Opera by An-Lun Huang ’86 MM receives world premiere in Tianjin
Yue Fei, the grand opera composed by An-Lun "Aaron" Huang ’86 MM in 1985, received its world premiere in the Tianjin Grand Theatre, China, on November 27, 2015. The work was Huang’s dissertation at Yale, and the premiere closed a thirty-year journey.
The four-act opera is based on the historical tragedy of the general Yue Fei in the Southern Song Dynasty (1127–1279). The performance, presented by the Tianjin Conservatory of Music, involved more than 300 performers. The Chinese magazine Opera featured the opera’s conductor, Maestro Xiao-Ying Zheng, on its cover; Maestro Zheng, to whom the opera is dedicated, led a concert performance of Yue Fei in 2013 and conducted the world premiere in November. Zheng is the former music director of the Central Opera House in Beijing, China.

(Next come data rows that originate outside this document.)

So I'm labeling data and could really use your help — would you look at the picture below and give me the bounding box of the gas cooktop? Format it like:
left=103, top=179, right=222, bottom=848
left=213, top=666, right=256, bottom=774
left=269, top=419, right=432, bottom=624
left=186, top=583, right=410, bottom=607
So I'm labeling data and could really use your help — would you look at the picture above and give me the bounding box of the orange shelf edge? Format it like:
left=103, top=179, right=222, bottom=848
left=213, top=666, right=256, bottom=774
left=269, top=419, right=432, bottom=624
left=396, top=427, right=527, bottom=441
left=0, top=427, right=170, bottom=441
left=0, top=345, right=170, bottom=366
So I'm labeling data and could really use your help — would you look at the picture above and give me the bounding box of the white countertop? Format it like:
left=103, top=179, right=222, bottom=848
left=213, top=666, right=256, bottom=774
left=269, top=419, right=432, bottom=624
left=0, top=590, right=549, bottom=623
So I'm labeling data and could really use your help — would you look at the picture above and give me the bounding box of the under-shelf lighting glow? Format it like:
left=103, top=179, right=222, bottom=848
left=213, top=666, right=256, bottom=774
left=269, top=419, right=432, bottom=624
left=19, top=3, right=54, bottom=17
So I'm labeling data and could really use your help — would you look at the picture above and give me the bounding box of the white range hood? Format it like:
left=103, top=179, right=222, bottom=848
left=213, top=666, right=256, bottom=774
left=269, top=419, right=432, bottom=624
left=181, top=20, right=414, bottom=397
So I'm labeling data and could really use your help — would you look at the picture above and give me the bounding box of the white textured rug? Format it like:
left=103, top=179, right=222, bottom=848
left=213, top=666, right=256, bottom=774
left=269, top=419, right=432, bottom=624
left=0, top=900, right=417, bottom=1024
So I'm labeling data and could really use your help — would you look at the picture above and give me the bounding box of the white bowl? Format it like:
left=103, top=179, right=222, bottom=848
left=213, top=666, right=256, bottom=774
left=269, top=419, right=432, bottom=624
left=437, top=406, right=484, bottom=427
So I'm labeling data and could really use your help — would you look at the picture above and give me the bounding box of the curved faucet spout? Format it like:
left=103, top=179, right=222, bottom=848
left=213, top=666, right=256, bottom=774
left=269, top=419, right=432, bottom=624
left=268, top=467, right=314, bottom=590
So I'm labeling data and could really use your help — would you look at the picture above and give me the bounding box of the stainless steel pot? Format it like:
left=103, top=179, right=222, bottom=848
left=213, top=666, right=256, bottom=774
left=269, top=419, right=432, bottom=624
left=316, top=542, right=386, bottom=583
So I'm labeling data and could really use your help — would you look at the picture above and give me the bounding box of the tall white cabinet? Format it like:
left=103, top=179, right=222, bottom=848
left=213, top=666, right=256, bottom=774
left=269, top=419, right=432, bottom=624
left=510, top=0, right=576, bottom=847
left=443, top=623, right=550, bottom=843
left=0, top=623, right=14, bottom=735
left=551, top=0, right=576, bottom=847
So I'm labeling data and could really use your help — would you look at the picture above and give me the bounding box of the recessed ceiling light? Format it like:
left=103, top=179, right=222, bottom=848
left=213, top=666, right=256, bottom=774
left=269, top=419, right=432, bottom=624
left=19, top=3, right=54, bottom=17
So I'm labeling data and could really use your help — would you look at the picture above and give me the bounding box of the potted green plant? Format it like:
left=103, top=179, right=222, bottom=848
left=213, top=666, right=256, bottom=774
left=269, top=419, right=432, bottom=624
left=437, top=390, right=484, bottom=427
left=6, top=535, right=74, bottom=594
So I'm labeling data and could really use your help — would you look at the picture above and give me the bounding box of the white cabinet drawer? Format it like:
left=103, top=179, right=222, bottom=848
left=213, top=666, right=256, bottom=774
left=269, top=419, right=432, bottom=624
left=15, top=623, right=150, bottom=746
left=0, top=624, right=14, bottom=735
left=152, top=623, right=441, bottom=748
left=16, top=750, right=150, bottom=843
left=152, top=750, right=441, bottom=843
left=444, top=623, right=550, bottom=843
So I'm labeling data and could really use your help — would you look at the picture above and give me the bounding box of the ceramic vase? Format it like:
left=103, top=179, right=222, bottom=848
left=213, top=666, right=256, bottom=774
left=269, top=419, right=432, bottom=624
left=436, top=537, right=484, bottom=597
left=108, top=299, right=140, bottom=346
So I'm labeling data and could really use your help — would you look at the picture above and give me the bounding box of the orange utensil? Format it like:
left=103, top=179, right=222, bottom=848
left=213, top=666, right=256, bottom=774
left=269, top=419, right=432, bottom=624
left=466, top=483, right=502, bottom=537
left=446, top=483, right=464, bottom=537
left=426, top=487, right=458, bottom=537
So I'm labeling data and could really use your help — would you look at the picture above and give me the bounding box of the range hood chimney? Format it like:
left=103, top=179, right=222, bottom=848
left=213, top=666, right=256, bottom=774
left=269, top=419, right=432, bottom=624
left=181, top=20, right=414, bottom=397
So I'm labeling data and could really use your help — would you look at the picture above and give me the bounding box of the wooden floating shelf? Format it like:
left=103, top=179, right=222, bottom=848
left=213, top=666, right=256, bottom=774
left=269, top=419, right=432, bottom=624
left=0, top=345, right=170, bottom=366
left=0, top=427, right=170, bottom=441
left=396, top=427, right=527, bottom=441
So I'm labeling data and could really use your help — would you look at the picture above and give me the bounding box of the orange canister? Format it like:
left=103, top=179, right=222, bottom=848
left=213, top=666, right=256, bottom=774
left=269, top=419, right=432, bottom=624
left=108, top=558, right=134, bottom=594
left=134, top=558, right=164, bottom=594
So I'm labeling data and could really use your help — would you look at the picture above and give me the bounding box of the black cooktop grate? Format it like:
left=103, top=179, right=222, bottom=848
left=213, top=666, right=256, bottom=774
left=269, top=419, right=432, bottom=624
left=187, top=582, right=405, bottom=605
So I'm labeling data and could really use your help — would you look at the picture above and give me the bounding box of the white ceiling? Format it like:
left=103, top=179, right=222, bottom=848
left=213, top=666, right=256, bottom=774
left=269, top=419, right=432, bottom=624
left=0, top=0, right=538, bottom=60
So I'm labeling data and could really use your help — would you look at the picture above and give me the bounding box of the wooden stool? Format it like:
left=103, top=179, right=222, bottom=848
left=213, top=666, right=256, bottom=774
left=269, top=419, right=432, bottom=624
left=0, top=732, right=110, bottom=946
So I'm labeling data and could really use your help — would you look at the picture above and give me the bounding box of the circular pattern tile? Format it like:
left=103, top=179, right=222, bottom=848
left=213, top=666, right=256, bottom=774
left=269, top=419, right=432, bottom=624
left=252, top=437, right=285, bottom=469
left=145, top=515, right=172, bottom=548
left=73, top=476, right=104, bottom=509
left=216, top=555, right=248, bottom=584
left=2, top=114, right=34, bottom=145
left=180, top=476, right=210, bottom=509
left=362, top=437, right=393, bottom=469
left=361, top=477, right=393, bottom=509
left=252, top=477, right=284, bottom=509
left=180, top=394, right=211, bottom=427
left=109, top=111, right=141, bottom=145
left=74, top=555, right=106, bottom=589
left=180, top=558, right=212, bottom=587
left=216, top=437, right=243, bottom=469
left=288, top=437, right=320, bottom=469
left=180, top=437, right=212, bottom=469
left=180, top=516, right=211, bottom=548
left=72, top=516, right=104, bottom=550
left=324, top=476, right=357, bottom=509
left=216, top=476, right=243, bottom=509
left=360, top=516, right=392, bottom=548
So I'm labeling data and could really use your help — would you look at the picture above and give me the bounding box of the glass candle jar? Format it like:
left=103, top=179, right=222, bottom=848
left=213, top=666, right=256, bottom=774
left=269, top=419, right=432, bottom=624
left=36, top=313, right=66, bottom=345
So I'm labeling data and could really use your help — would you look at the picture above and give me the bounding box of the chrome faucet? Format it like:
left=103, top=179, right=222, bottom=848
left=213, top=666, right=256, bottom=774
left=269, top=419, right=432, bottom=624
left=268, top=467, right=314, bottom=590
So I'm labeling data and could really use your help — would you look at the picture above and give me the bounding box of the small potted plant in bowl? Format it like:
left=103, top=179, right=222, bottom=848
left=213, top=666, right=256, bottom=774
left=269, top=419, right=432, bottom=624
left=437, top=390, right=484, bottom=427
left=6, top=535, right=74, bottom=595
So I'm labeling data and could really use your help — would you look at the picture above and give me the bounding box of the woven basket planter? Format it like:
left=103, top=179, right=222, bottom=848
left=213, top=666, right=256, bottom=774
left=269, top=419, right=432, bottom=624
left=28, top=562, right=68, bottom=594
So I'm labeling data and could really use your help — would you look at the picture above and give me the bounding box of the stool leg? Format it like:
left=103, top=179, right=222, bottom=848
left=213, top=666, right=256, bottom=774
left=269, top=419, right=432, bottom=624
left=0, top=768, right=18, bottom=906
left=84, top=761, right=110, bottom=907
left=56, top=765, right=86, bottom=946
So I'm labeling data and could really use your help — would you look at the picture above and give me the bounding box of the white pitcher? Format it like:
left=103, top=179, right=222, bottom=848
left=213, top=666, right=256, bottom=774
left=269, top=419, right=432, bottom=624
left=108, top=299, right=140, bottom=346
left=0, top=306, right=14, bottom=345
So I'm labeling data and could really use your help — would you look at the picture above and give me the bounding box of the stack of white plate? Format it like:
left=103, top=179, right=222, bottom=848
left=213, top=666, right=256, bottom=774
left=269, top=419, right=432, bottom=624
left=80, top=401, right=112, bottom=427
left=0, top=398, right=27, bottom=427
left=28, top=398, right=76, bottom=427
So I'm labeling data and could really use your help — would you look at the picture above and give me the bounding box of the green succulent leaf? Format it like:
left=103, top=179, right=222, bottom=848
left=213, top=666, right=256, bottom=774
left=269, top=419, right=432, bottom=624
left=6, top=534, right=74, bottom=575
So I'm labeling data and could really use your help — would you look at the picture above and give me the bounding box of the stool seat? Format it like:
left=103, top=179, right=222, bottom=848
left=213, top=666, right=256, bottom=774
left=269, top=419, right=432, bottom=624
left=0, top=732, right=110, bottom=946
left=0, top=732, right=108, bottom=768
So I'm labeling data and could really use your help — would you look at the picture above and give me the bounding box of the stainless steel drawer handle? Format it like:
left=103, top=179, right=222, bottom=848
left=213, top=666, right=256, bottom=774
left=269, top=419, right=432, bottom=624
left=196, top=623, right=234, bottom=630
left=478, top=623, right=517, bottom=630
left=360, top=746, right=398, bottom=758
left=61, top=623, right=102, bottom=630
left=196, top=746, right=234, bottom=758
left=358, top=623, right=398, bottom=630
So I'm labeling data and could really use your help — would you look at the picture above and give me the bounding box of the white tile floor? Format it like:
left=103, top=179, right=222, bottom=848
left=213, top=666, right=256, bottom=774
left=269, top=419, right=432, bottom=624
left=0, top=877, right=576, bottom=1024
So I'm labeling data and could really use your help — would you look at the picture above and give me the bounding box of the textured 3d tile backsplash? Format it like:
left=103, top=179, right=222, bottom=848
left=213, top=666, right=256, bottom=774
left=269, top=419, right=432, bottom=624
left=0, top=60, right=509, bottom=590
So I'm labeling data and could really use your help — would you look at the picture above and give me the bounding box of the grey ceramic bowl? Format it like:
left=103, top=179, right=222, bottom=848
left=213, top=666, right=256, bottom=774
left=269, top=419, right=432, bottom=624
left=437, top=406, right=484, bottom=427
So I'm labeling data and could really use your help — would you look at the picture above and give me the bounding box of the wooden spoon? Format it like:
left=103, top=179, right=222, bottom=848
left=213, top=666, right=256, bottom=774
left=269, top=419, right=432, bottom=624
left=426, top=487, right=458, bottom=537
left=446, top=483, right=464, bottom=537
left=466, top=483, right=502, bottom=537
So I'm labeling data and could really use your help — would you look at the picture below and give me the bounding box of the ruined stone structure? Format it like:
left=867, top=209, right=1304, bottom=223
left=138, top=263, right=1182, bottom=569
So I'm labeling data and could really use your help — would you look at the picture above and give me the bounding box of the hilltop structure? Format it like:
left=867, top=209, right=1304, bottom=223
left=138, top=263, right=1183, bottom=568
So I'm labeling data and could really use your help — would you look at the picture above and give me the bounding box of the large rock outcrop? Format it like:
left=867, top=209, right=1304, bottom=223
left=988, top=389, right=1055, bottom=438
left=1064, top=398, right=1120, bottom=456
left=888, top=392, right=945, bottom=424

A critic noted that “the composer’s outstanding ability to grasp the overall situation of the musical drama has made an excellent model for Chinese opera today." With the support of National Art Fund of China, there will be two more performances at Beijing's National Grand Theatre in June of 2016.
About An-Lun Huang
An-Lun Huang’s compositions have been widely performed around the world. It was with Huang's his Chinese Rhapsody No. 2 that Lang Lang won first prize in the International Tchaikovsky Youth Piano Competition in 1995. Along with his more that 40 symphonic compositions, his opera Yue Fei has been admired “as the master work of the modern Chinese opera.” His works have been chosen as the official final pieces of many music competitions, including the International Rubinstein Piano Competition in Israel. Numerous recordings and scores of his music have been published and released. More than 20 of his works have been chosen for the collections of China’s official music publishing project, “National Musical 100 Years.”
The winner of the New Pioneer Arts Award of Canada (2004), Huang is also the composer-in-residence of the Shenzhen Symphony in China. As the composer-in-residence of the Central Opera House of China, he became a member of the China Musician’s Association in 1979. He has recently been invited as a guest professor to several universities and to the Tianjin Conservatory of Music in China.
Huang studied with Martin Bresnick and Jacob Druckman at Yale. His father, the conductor Huang Fei-li, studied with Hindemith at Yale in the early 1950s.